In the pull-down sections below you find descriptions of the Frequency Histogram Chart options. There are two options: Setup and Data. Click on either of the items to see a full description.

**Setup**

**Setup**

**Main title [Frequency Histogram]**-The main title of the chart

**X-axis title [Measurements]**-The x-axis title

**Y-axis title [Frequency]**-The y-axis title

**Show normal curve [x]**– Check to show the normal curve approximation for the data

**Show limits [ ]**– Check to show limit lines for the chart.

**Low limit **[1.25]- Specif the low limit value.

**High limit [1.75]**– Specif the high limit value.

**Data**

Data

**Import data** [x]- Check to use data copied into the Import Data field. Enter as comma separated values, or copy data from spreadsheet.

**Simulate data** [x]-Check and when the dialog is closed, a new set of data (100 values) are generated using the mean and sigma values entered below.

**Mean [1.5]**– The mean value to use in the data simulation.

**Sigma [0.2]**– The sigma (standard deviation) to use in the data simulation.

**Frequency bins**

**Auto [x]** – The frequency bins are automatically calculated based on the minimum and maximum values of the data.

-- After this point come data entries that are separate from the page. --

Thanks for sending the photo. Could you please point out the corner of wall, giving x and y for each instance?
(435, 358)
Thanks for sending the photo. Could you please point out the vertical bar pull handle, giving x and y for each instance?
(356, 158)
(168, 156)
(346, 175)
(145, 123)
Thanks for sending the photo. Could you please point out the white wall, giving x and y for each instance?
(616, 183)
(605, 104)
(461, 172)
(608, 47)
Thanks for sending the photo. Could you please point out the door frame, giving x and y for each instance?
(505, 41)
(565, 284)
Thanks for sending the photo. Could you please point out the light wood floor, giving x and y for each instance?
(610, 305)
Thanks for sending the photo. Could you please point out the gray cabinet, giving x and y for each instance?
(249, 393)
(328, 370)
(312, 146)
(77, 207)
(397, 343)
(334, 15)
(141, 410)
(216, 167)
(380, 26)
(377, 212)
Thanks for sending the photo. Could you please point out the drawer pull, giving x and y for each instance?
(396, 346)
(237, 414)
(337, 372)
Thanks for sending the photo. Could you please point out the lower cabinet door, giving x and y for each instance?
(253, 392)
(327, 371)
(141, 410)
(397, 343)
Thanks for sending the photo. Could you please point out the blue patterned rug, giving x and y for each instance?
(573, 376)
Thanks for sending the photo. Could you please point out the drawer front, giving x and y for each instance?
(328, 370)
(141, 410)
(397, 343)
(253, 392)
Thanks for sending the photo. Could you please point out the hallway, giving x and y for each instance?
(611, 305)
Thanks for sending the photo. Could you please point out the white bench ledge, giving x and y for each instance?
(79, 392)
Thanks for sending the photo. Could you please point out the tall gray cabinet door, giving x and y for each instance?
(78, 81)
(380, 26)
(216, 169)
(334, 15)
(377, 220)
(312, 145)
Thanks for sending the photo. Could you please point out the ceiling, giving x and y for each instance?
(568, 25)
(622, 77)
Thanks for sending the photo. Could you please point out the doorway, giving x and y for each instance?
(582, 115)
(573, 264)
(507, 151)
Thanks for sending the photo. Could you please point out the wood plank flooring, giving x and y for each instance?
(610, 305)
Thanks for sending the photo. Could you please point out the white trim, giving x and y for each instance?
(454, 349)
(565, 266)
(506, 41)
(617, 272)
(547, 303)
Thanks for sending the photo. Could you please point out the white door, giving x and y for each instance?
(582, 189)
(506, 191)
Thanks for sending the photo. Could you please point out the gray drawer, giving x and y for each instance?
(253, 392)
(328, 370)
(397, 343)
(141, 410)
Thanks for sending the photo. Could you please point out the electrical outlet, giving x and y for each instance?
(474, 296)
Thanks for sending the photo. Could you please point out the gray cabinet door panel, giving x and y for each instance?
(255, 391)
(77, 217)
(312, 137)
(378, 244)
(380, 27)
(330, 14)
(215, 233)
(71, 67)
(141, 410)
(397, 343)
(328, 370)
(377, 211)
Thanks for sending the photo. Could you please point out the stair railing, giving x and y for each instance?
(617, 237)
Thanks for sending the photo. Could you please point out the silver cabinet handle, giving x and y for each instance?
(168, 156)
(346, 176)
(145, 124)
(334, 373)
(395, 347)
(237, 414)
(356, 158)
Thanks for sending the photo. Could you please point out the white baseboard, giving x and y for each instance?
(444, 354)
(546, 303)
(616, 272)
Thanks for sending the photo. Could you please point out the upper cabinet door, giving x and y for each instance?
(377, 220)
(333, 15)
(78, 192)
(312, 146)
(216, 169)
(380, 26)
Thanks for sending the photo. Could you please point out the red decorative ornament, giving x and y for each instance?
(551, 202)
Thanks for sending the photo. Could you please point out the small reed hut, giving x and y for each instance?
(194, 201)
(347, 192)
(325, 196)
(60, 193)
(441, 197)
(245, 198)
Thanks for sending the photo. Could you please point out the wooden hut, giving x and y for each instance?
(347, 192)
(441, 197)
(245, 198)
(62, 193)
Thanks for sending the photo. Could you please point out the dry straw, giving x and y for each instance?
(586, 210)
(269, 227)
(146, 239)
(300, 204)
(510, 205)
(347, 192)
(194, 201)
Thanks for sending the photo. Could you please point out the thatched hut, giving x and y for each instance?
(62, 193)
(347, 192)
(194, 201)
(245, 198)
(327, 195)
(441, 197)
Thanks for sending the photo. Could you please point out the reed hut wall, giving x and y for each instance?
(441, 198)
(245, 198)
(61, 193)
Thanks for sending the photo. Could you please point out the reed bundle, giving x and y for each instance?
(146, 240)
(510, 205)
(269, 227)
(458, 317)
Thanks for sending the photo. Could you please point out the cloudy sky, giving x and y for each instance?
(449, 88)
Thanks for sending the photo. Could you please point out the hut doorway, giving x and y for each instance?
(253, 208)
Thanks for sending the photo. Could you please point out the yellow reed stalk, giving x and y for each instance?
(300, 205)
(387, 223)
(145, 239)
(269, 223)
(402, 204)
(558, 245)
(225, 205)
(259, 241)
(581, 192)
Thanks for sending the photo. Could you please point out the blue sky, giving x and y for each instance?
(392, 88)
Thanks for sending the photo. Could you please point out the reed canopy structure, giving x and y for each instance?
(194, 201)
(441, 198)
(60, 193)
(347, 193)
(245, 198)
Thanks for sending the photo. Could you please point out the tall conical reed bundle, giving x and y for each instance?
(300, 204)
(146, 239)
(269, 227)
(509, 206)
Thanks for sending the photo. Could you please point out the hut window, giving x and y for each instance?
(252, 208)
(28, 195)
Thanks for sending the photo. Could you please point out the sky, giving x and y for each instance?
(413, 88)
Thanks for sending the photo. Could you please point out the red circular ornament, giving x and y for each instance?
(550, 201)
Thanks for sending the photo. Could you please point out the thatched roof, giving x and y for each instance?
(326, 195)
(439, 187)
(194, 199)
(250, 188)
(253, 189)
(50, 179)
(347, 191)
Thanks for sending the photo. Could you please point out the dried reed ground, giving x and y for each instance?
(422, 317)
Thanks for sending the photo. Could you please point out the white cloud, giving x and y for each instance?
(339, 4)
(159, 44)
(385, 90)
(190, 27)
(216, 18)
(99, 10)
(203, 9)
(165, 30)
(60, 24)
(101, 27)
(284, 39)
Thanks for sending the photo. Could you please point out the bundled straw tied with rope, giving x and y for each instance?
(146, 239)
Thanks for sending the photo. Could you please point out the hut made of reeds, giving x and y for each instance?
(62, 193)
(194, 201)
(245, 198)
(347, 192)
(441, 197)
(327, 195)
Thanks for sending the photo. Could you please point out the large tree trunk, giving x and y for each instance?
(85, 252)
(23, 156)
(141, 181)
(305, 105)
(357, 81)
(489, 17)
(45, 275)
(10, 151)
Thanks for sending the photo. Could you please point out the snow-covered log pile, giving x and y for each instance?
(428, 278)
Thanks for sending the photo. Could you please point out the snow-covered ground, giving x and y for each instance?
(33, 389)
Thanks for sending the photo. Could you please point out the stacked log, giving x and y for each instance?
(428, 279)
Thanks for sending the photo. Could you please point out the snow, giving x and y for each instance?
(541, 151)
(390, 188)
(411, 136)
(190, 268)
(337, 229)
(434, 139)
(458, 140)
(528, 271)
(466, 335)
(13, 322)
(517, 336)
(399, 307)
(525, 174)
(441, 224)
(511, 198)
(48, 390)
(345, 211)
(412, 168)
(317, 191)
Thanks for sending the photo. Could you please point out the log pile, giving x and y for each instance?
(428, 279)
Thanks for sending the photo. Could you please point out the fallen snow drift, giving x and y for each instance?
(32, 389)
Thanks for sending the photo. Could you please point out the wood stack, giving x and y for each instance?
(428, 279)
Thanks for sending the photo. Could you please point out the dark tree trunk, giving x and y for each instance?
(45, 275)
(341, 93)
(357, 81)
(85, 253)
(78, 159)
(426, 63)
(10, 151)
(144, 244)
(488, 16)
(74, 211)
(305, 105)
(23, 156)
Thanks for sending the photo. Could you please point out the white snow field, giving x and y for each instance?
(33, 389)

**Enter bin values, comma separated [ ]** – check to use the bin values listed to the right. Enter the bin values to in the box to the right.

** Enter bin starting value, and spacing [ ]** – check to use bin values calculated from the starting value and bin spacing. The maximum bin value is calculated from the maximum in the data.

**Start value [1.25]** – the starting bin value.

**Spacing [ 0.1]** – the spacing between adjacent bins.